In the past, too, the city had often been the starting point for trends that would later sweep across the country -- during the era of the Mussolini fascists and in the time of socialist rule under Bettino Crexi, during the dismantling of the party landscape during the 1990s and amid the political rise of Silvio Berlusconi. Renzi now also wants to score political capital in the city that companies like Gucci and Prada call home. "The country is counting on Milan," he said at the beginning of November at a dinner for which guests allegedly paid up to 30,000 euros for a plate of pinto-bean risotto with a side of Renzi's worldview.

The Helping Hand of the ECB

Beyond its world-famous fashion and design, Milan is also home to the stock exchange and important financial institutions. The balance sheets of the latter are laden with potentially explosive Italian government bonds whose value will depreciate if interest rates rise -- a development that is now widely expected in the wake of Donald Trump's election. This could prove life-threatening for Italian banks, which also happen to be holding one-third of all problem loans in the euro zone.

"The non-performing loans are the result of 15 years of stagnation," says Clemens Fuest, the head of Germany's Ifo Institute, a respected economics think tank, and also one of the toughest critics of Italy's policies. He warns that if the government is forced to step in and bail out or liquidate banks in the near future, it would hit many Italian creditors, including private households. Under the rules of the European banking union, they would be required to pay their fair share, which would create a PR disaster for Renzi's government.

As such, it is very possible that any future Italian prime minister will have to rely on ECB President Mario Draghi in faraway Frankfurt for quite some time to come. "If the referendum fails, it could trigger an extension or even expansion of the ECB's bond buying program," Fuest says. "That, however, would be a clear violation of the ban on financing governments through the ECB." The economist believes the Italian government will ultimately leave it to the ECB to rescue the country's banks so that, in the end, as happened in Greece, it will provide emergency loans in order to protect the entire financial system.

How things will proceed if the banking crisis escalates or the constitutional referendum fails -- that is something Denis Verdini is also brooding over inside the Rome restaurant Il Moro.

Verdini, a white-haired member of the Italian Senate, was long a close confidant of former Prime Minister Silvio Berlusconi before he and 17 other senators, along with eight members of the lower house, bolted to the Renzi camp.
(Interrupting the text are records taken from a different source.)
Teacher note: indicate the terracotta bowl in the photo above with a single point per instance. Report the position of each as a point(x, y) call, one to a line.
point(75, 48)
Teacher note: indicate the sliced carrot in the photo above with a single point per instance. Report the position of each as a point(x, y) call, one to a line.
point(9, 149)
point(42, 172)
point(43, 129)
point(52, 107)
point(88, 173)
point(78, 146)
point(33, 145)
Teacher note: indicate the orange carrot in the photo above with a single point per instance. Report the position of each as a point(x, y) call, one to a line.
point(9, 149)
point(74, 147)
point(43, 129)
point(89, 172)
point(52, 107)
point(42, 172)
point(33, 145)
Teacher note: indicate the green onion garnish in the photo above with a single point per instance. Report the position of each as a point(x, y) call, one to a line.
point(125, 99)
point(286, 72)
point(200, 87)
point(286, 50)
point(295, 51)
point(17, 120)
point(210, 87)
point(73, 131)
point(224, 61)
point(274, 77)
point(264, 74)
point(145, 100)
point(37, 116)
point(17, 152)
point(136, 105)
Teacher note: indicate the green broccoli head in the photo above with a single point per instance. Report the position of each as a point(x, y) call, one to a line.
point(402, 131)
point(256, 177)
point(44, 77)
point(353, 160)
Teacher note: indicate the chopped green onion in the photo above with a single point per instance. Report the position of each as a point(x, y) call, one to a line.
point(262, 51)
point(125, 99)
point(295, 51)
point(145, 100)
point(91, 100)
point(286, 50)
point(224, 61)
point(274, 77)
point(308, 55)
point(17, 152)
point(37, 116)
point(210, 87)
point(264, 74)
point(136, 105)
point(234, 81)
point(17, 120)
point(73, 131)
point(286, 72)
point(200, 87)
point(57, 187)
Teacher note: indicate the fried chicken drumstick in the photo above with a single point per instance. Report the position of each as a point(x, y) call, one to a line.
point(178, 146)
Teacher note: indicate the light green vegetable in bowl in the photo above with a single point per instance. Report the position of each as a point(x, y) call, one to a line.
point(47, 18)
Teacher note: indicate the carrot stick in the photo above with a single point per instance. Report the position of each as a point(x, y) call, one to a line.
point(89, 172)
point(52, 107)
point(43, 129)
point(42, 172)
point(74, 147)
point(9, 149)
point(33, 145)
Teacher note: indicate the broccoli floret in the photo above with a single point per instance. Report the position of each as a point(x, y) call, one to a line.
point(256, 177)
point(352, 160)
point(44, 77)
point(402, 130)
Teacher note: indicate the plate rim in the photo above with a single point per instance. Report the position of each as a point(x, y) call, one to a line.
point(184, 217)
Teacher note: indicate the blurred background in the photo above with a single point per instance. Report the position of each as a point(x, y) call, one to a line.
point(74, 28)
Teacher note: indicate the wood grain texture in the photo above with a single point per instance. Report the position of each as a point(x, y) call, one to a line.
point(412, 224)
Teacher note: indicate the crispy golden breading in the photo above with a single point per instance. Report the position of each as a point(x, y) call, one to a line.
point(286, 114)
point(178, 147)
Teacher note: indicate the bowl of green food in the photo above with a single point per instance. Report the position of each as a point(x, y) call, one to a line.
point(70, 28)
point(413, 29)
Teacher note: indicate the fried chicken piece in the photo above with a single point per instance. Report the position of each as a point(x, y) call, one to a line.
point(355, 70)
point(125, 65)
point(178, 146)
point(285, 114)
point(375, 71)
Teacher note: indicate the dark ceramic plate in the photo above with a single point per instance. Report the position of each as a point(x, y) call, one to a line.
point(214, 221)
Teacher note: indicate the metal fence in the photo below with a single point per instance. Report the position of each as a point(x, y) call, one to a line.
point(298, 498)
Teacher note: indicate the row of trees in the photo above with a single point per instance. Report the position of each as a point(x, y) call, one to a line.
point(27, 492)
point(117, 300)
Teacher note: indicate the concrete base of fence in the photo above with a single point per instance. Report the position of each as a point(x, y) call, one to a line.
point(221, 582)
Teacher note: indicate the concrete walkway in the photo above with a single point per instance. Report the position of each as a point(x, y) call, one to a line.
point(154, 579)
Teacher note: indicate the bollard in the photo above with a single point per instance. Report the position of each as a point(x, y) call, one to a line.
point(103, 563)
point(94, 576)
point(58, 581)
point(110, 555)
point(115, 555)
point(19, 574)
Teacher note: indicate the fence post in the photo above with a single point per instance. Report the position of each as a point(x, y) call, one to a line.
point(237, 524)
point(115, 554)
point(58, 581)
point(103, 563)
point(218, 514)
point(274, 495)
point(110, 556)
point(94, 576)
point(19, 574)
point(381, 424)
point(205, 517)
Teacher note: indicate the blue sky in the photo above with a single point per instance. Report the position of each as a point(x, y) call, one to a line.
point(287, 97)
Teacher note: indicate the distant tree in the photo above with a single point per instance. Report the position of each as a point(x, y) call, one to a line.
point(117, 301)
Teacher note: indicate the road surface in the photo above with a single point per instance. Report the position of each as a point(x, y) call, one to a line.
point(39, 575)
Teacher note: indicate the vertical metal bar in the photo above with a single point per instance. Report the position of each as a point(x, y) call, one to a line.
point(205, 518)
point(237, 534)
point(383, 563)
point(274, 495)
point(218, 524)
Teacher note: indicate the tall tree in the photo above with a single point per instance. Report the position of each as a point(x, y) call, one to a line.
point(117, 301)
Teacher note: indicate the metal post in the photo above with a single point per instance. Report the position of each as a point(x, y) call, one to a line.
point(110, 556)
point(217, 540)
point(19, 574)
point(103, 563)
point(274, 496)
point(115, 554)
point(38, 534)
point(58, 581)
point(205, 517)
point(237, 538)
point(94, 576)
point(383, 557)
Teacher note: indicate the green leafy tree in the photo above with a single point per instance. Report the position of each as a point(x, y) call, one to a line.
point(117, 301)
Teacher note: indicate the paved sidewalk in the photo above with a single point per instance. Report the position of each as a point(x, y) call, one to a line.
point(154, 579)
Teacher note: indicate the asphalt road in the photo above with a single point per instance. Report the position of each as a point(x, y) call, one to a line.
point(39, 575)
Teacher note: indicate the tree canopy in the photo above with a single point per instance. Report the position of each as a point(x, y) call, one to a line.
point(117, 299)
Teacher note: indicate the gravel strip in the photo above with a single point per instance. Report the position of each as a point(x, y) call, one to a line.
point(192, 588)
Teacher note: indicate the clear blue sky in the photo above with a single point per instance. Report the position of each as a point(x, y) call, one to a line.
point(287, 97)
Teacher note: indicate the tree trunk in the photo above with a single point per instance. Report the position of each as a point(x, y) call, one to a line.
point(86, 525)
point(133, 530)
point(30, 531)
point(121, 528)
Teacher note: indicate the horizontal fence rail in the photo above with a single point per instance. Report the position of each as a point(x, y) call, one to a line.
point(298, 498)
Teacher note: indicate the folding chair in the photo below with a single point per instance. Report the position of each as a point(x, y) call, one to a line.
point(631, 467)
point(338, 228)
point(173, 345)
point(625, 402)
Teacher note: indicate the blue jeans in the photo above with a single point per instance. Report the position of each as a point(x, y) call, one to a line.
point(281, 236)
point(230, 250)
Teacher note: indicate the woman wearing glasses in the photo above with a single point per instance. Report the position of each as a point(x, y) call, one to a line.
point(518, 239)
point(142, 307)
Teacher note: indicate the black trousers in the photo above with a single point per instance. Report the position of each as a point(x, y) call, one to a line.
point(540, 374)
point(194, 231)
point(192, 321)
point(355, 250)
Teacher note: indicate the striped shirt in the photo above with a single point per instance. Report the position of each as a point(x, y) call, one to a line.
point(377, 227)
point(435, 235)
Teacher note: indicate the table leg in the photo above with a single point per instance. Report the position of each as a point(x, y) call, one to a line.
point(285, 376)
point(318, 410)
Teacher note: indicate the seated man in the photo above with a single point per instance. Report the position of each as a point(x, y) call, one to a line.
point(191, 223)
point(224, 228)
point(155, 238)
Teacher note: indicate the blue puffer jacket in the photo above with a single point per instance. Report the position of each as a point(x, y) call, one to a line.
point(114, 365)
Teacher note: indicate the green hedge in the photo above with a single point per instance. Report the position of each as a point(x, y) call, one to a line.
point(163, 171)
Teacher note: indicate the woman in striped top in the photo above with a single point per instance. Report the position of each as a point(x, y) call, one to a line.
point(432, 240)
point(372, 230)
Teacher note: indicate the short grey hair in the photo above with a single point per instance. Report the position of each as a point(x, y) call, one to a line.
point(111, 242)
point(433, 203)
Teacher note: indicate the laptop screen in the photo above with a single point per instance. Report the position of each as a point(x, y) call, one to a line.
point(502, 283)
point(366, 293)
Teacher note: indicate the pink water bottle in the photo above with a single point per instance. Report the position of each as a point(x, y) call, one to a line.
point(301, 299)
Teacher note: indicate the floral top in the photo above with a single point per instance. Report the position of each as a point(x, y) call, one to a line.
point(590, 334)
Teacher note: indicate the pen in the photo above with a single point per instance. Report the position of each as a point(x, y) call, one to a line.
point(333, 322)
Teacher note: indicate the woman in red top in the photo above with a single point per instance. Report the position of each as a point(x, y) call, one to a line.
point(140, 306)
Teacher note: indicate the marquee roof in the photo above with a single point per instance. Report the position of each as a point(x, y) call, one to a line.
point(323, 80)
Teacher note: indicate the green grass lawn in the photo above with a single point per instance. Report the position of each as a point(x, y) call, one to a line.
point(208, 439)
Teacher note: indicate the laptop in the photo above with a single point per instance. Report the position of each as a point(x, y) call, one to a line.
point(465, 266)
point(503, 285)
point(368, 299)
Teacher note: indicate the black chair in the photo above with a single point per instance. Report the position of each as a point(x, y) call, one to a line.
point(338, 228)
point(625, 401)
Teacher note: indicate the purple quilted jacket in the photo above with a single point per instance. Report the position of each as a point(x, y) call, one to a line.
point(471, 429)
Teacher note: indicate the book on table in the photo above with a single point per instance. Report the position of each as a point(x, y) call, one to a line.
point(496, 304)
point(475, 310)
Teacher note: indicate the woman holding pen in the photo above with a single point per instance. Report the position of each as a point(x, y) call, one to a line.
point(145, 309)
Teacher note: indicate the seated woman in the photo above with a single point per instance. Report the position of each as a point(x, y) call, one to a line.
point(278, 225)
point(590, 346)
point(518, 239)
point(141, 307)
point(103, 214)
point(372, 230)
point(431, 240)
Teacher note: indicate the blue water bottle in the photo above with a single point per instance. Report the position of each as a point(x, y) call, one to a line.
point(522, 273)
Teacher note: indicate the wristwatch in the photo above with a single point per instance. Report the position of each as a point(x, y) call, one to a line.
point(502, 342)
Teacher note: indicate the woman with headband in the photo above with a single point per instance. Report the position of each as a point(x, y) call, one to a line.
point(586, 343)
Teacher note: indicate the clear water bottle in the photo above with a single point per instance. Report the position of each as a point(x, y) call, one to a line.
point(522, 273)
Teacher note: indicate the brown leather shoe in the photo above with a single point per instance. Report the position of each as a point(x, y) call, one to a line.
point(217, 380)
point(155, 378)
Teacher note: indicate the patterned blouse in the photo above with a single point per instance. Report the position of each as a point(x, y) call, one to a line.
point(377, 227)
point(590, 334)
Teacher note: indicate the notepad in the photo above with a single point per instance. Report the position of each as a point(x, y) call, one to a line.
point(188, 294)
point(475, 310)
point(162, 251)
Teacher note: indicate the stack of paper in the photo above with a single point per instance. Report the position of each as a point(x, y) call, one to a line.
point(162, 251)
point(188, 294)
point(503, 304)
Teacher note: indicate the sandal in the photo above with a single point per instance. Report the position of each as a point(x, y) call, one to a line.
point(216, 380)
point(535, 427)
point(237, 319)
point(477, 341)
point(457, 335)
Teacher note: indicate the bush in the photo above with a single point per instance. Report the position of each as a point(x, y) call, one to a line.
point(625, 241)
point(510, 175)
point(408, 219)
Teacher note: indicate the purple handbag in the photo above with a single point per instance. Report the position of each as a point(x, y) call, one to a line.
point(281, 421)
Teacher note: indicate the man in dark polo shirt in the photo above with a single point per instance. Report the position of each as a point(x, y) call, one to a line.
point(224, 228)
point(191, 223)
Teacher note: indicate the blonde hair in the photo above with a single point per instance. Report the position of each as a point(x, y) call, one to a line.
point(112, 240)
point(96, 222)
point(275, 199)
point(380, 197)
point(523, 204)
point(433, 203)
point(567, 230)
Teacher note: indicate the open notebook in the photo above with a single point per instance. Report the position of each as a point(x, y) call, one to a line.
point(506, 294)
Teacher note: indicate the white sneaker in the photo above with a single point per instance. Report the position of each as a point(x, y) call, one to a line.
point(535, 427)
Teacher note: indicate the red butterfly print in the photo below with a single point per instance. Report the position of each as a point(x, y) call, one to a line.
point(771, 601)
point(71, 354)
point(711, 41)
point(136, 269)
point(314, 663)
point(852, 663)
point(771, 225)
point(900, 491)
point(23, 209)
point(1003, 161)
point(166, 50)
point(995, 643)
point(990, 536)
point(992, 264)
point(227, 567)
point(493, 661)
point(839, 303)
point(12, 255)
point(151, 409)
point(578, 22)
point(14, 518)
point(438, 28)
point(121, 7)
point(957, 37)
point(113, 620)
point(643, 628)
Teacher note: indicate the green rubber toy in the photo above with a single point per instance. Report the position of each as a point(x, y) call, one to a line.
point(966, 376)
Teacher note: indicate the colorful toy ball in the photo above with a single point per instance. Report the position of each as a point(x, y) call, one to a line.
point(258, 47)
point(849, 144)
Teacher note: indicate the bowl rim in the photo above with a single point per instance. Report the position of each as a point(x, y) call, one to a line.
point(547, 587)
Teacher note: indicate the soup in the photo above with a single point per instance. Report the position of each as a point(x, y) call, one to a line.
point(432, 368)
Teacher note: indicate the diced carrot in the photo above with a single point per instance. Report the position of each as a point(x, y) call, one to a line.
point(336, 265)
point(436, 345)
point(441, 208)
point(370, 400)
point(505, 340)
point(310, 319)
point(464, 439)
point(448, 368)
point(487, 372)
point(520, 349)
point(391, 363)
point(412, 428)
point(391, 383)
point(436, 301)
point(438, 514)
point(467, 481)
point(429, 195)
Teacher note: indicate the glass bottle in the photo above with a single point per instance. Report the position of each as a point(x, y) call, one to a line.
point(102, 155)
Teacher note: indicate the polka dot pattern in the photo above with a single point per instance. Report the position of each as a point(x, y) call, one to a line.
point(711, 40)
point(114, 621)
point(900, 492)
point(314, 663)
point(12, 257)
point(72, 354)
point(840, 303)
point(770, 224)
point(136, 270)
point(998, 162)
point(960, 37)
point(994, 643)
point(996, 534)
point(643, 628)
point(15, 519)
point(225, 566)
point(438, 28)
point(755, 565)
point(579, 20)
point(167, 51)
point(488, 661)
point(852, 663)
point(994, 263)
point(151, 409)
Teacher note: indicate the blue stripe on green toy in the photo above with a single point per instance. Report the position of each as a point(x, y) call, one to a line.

That move gave Renzi the majorities he needs in the two legislative chambers.

What makes this dependence even more astounding, though, is that Verdini represents precisely the kind of politician that Renzi originally promised to get rid of. He is a master at back-room deals, has been convicted of corruption and remains the subject of ongoing legal proceedings over, among other things, suspicions he formed a criminal organization.

The public prosecutor in Rome recently advocated a four-year prison sentence for Verdini. The well-networked senator, who tends to have a fine nose for approaching Italian political storms, took note of the prosecutor's motion but nevertheless continues to pull strings behind the scenes. At the moment, he's exploring potential majorities that could be assembled after the referendum, regardless which way it goes.

The Italian prime minister, says Verdini, is the least of his worries. Renzi, Verdini told a confidant, is smarter and shrewder than all of his predecessors. "Berlusconi may have been a true boss and Matteo may be more of a lightweight, but he does get more done."